Thermoelectrics Background


Heat into electricity; electricity into heating or cooling

Thermoelectrics is a word that sounds familiar largely because it’s regularly misused to describe standard power generation plants. However, since its discovery 200 years ago, it has largely remained a scientific curiousity with limited applications

Put simply, with certain materials, if one side is hotter than the other, electricity is generated – the bigger the temperature differential, the larger the current. And it works in reverse – if you input electricity, a temperature differential is created which can be used to produce either heat or cooling.

Though putting together a thermoelectric device shares some of the same semiconductor processes used in the IT industry, there are in fact far fewer steps involved. To produce usable electricity, p and n-type chips need to be electrically connected in series via metal conductors while being configured thermally in parallel, all sandwiched between a non-electrically conducting hot and cold plates. This type of circuit is known as a thermoelectric module



The “thermoelectric” effect was actually first discovered nearly two hundred years ago by a German-Estonian scientist called Thomas Seebeck who noticed that a circuit made from two dissimilar metals, with junctions at different temperatures, induced an electrical current. Simple devices using metals in this fashion are still used today, generally to measure temperatures, and are referred to as thermocouples.

A few years after Seebeck’s discovery, a French watchmaker and part-time scientist, Jean Charles Peltier, found that an electrical current would produce heating or cooling at the junction of two dissimilar metals, demonstrating that the thermoelectric effect was thermodynamically reversible.



Over the remainder of the nineteenth century and early part of the twentieth century, various scientists showed that while metals were sufficient for basic thermocouples, to induce significant amounts of electricity, one would need to use alloys, specifically those with high electrical conductivity (to aid the flow of electrons) and low thermal conductivity (to prevent the heat differential decreasing).

Though interesting, thermoelectrics remained, for the large part, a laboratory curiosity until the emergence of the semiconductor industry in the late 1950s and early 1960s enabled the mass production and analysis of semiconductors for thermoelectric use. While it might seem ridiculous now, there was almost as much excitement at the time around the potential applications of thermal semiconductors as there was for the potential applications of electrical semiconductors – many contemporary observers thought that thermoelectrics would even be able to replace both conventional heat engines, and conventional refrigerators.


Current Uses

However, efficiencies remained too low, and the field became somewhat of a scientific backwater. At the same time, the best semiconductor minds turned their attention exclusively to electrical semiconductors which led to the now multi-trillion dollar IT industry.

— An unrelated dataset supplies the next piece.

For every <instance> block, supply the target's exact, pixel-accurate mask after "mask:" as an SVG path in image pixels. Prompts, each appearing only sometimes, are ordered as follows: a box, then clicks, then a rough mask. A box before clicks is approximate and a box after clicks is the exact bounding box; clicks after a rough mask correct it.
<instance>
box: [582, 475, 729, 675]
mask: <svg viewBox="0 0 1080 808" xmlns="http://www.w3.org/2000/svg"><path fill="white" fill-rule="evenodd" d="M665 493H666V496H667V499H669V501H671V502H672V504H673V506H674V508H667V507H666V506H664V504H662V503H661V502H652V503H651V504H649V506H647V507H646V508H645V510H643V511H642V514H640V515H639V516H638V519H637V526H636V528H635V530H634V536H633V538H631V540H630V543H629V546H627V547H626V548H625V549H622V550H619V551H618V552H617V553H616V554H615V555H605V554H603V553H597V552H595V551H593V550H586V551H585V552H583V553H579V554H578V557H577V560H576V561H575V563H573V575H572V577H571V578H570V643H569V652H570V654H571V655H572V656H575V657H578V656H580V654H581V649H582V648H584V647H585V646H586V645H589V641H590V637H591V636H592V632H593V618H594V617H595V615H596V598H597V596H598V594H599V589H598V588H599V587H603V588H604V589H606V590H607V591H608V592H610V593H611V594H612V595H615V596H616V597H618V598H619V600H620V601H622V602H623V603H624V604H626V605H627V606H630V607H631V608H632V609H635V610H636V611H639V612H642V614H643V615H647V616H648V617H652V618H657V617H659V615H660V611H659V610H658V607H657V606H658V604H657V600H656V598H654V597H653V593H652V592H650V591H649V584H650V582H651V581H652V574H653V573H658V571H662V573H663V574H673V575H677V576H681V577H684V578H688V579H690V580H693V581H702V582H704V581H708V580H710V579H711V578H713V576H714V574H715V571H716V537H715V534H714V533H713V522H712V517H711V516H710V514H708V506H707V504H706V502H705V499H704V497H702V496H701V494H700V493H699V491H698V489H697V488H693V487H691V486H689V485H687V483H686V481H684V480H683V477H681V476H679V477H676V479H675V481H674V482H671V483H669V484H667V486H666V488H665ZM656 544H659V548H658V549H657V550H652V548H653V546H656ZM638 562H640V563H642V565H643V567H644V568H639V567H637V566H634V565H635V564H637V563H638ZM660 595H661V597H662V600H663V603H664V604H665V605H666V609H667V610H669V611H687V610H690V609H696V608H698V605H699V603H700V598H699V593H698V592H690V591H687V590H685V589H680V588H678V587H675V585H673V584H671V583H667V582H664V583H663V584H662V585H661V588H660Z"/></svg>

Though conversion efficiencies restricted the use of thermoelectrics for the mass market, niche applications did emerge for situations where reliability or silence were paramount such as optoelectronic cooling, mini refrigerators and remote power generation, the most well-known example of which are the thermoelectric generators used by NASA to power spacecraft and even planetary vehicles, using a decaying nuclear isotope as a heat source, and capable of operating reliably for decades.



  • Scalable

    As chips are extremely small, applications can consist of a single chip to an array of hundreds or thousands of chips covering many square meters, depending on the amount of power required, and can be made to cover the unique geometry of the heat source.

  • High Energy Density

    Thermoelectric generators produce significantly more electricity per area, volume and weight than comparable technologies – an order of magnitude more than solar devices for example. Power density is a critical factor in many markets, particularly aerospace and portable power.

  • Minimal Vibrations or Sound

    Due to the fact thermoelectric devices are solid state and therefore have no moving parts, they make little or no noise, and are generally vibration-free.

  • Durable & Reliable

    Also as a consequence of having no moving parts, and not vibrating, thermoelectric generators are generally extremely robust which is why NASA uses them as a source of power in space.

  • Low Maintenance

    Having no moving parts that need replacement is also a significant advantage from a financial perspective and, if the heat source is waste heat, it is essentially free.

  • Environmentally-friendly

    If the heat source is indeed waste heat, the additional electricity produced by the thermoelectric system is essentially emissions-free.



  • Low Conversion Efficiency

    Literature on thermoelectrics often refers to standard efficiencies of around 10% but, in truth, there are very few commercial devices available today that advertise above 5% and in practice, most do not even perform to that level. How thermoelectric efficiency is measured and to what it specifically refers is currently a topic of considerable debate.

  • High Cost

    Given the relatively low efficiency compared to established technologies, current thermoelectic devices simply do not offer an attractive financial proposition which is why they have been restricted to niche applications where alternatives are not viable.

  • Moderate Temperatures

    By far the most commonly used thermoelectric material is BiTe which can operate up to 250°C. This is fine for cooling applications, which represent most of the current market, but it presents numerous obvious problems when used in a power generation capacity.